A single encounter between his father and a neighbour during the Spanish Civil War was to have a profound effect on Julio Olalla’s appreciation for life. His father was absolutely devastated by hunger. He had a piece of bread and that was all he had and he had been keeping it for a long time.
A woman across the street came to him and said, “My father is dying of starvation. Do you have anything, anything that I can give him.” Julio describes how his father told him that he was in such anguish. He got the bread and gave it to her.
Years later Father and Son traveled to that same town in Northern Spain. We arrived to the place where that event took place. This is the house where that took place about the bread. While we were talking, a woman across the street came to my father and said, “Are you Gregory?” My father said “Yes” “Do you remember the bread you gave me?” My father was completely taken.
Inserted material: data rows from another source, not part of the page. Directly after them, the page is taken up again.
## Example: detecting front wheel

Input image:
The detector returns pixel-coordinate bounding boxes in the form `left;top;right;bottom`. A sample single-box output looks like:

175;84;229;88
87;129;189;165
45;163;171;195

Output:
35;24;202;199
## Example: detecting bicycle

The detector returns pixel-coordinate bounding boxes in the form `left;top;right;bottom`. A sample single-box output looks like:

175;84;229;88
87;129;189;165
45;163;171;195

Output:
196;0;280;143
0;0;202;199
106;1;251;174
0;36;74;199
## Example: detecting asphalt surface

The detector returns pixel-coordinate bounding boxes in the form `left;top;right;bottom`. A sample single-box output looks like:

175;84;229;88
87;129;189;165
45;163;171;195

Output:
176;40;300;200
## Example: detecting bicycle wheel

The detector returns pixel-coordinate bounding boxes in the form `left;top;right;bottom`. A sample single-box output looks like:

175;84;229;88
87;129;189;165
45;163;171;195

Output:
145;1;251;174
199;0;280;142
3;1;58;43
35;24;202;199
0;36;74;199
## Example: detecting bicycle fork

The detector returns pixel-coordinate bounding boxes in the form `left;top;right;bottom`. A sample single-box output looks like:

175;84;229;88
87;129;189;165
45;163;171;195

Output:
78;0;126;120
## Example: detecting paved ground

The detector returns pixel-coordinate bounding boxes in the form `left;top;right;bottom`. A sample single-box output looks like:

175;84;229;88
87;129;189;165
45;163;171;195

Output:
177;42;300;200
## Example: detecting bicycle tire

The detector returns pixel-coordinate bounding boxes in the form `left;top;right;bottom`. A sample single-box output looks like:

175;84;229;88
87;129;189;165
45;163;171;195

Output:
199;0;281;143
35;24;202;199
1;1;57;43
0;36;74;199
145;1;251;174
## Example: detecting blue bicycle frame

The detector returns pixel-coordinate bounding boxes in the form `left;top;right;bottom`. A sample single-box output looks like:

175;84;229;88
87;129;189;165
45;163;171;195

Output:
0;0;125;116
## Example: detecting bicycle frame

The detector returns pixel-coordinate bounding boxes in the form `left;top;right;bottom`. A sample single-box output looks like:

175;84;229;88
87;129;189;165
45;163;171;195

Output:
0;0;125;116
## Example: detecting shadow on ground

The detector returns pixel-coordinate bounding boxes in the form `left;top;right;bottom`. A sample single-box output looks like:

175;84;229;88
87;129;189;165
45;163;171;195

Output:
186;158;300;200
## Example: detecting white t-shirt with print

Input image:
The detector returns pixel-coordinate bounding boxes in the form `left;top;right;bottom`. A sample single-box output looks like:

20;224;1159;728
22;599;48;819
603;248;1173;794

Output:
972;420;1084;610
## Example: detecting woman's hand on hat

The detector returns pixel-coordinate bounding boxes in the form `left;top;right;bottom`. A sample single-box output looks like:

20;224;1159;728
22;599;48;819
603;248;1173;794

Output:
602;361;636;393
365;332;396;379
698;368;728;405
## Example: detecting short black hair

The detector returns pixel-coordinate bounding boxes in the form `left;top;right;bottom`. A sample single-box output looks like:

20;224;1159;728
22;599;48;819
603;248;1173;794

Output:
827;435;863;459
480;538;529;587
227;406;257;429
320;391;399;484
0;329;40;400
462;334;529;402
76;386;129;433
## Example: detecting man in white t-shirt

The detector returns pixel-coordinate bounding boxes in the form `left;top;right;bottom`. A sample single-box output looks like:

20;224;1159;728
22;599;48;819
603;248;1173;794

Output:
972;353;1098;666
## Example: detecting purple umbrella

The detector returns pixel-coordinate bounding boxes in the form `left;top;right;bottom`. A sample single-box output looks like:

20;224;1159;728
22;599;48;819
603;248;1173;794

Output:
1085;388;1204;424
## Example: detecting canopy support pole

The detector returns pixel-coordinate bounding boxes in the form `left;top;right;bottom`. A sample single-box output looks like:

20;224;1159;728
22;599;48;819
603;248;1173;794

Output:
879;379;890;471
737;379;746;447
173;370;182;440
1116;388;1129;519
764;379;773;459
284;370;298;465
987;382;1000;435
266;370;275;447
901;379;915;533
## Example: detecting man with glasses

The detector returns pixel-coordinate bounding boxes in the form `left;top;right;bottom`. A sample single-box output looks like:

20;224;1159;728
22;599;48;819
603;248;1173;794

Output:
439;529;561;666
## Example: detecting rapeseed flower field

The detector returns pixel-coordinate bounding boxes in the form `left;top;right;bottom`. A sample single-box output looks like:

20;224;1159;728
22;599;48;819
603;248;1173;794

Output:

I remember his jaw falling in disbelief and he hugged the woman and they hugged each other. That was a time I understood what gratitude was all about.
I remember watching that. They were crying. They didn’t talk. They couldn’t. Something, in that moment, set in me, in a way that I carry it today in everything I do.” Julio says, “Gratitude is so missing in the world today. Without gratitude, nothing is enough!”
Do we not know both women well? They have no names.They are among us and they are us. Have we not encountered them often? Does not their goodness bring a catch to our throat?
Those who are “poor in spirit” are those who recognize their dependence on God, not on material possessions. I have met poor in Kenyawho give their only chicken. I have met a few people who have wealth and yet are very poor in spirit because their stuff really means nothing to them, all that matters is to be in right relationships. I have been blessed in my life to know a family who themselves lived in a poor farm house, yet they shared in a tremendously generous way to assist us in working with the people’s contribution and CIDA to build a Water Project that serves over three thousand family farms. I approached them after someone told me they were very interested in assisting water projects for the Third World. I explained that we needed to raise $200,000 from donors to access another $400,000 from CIDA. Without a lot of discussion among themselves, I hear, “I think we can do that.” A miracle to find people with hearts that big. Woe to those who are rich, filled, content but refuse to take care of their deprived brothers and sisters. Wealth becomes a curse when it is not shared with those in need.
In their daring, in their faith, in their generosity and utter trust in God, these disciples teach that their base of security is not to be found in a stocked pantry or a hefty bank account but in God.
Let us pray for a generosity that holds nothing back, a generosity that never ceases to be in service to others, a generosity that seeks no reward.
“A Prayer for Generosity” - St. Ignatius of Loyola
"Dear Lord, teach me to be generous. Teach me to serve you as you deserve.
To give and not to count the cost. To fight and not to heed the wounds. To toil and not to seek for rest
To labor and not to seek reward save that of knowing that I do your will, O God.”